If Black exchanges the bishop the position is just equal so the most serious tries for White are 13.Bg5 and 13.Bf4
The author goes really deep in those lines and suggests many interesting novelties to liven up the game.
Chapter 8 - 1.e4 e5 2.Nf3 Nf6 3.Nxe5 d6 4.Nf3 Nxe4 5.Nc3 Nxc3 6.dxc3 Be7 7.Be3 0-0 8.Qd2 Nd7 9.0-0-0 Nf6 10.Bd3 - 10th Move Alternatives for Black
In this chapter, you will find analyzed the moves 10...d5 and 10...Re8.
Those two moves seem to be the main alternatives of the mainline (10...c5) and were tried by Wei Yi, Yu Yangui and in several high-level correspondence games.
GM Colovic shows the convincing way of obtaining an advantage for White.
Chapter 9 - 1.e4 e5 2.Nf3 Nf6 3.Nxe5 d6 4.Nf3 Nxe4 5.Nc3 Nxc3 6.dxc3 Be7 7.Be3 0-0 8.Qd2 Nd7 9.0-0-0 Nf6 10.Bd3 c5 - The Main Line
This is one of the critical positions in Petroff Defence these days and it was subject of discussion of many high-level games.

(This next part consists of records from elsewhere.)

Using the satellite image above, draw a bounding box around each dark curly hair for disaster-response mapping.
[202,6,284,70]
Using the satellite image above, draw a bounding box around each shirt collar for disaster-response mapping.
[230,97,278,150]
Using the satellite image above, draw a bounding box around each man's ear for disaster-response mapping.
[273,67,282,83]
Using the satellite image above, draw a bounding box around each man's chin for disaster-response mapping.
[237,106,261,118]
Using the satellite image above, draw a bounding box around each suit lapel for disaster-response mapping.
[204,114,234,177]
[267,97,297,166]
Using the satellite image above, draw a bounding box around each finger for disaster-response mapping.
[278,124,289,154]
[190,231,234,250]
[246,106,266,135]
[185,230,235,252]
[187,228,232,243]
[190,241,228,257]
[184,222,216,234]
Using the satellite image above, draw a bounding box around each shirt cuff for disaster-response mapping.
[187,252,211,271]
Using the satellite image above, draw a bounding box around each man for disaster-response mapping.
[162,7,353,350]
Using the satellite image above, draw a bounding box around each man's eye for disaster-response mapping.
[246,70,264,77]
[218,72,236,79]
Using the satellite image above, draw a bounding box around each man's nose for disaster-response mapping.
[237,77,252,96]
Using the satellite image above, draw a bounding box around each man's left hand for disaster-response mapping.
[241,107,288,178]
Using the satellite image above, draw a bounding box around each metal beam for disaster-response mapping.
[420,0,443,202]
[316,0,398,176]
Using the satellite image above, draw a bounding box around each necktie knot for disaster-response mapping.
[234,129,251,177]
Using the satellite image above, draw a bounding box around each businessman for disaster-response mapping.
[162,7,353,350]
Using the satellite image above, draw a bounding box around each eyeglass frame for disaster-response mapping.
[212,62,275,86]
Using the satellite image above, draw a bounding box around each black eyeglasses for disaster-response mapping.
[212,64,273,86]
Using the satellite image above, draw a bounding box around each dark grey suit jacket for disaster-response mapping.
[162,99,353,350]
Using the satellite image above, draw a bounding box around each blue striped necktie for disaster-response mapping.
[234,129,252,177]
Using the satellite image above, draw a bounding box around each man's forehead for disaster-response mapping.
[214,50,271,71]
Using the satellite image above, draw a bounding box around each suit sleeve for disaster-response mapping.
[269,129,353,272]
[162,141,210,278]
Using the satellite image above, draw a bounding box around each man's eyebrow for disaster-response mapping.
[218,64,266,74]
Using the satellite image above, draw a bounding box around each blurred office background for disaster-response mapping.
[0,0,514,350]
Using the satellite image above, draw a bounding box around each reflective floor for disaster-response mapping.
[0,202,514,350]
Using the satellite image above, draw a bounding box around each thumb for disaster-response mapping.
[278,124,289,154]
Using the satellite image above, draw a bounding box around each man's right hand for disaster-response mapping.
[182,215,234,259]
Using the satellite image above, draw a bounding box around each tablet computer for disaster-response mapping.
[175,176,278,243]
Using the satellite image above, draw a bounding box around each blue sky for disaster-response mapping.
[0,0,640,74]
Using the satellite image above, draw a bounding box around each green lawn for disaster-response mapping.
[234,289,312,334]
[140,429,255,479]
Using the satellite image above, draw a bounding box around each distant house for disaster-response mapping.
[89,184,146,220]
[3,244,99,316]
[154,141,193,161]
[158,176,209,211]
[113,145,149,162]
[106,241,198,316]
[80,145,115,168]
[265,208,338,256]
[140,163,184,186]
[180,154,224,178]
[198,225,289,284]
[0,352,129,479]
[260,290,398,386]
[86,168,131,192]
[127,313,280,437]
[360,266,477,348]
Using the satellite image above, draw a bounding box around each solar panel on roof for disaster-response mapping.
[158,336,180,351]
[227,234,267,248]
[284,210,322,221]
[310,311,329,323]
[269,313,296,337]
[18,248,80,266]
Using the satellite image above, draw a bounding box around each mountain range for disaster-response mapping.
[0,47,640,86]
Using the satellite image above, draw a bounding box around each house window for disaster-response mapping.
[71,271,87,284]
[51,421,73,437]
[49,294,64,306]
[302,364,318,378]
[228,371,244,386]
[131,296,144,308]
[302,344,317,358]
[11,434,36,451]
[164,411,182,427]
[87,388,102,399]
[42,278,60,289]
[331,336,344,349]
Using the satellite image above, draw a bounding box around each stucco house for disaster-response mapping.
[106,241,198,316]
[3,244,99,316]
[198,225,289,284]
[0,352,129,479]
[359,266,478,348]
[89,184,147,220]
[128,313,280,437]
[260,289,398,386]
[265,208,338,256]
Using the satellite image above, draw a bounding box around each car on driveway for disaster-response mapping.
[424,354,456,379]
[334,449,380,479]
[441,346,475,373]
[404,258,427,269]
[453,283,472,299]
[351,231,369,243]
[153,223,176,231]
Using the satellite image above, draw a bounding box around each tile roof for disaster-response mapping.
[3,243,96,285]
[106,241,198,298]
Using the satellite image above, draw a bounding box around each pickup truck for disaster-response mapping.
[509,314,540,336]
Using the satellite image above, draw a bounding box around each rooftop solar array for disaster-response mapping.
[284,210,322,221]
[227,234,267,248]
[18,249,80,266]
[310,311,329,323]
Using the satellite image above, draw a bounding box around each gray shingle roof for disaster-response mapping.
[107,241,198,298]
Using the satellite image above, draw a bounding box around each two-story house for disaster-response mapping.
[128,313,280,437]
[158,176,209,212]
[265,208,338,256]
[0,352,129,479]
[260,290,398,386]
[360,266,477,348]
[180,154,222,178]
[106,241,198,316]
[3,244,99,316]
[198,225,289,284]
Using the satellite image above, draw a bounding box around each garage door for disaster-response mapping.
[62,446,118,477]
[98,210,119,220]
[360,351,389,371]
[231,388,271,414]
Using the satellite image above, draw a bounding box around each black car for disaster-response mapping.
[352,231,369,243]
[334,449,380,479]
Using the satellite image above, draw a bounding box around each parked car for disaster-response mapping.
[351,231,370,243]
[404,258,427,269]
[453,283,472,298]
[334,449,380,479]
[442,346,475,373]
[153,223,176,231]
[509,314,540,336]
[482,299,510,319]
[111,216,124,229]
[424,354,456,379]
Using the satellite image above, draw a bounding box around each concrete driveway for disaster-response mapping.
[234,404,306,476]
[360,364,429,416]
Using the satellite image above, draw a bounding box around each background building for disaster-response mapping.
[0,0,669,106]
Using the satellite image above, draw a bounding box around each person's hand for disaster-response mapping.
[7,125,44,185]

GM Colovic suggests the rare continuation for White here: 11.Bg5 - the main idea is to start an attack by Qf4-h4. The main line continues 11.Bg5 Be6 12.Qf4
In these positions, Black can try the risky 12...h6 where 13.Bxh6 is critical and it was analyzed in-depth by the author.
The other possibility is 12...d5 where both 13.Rhe1 and 13.c4 look quite promising. The conclusion is that White's position is much easier to play and there is no clear path for equality. We should keep in mind that the arising positions are really sharp and require some precise knowledge.
The database ends with 17 interactive test positions.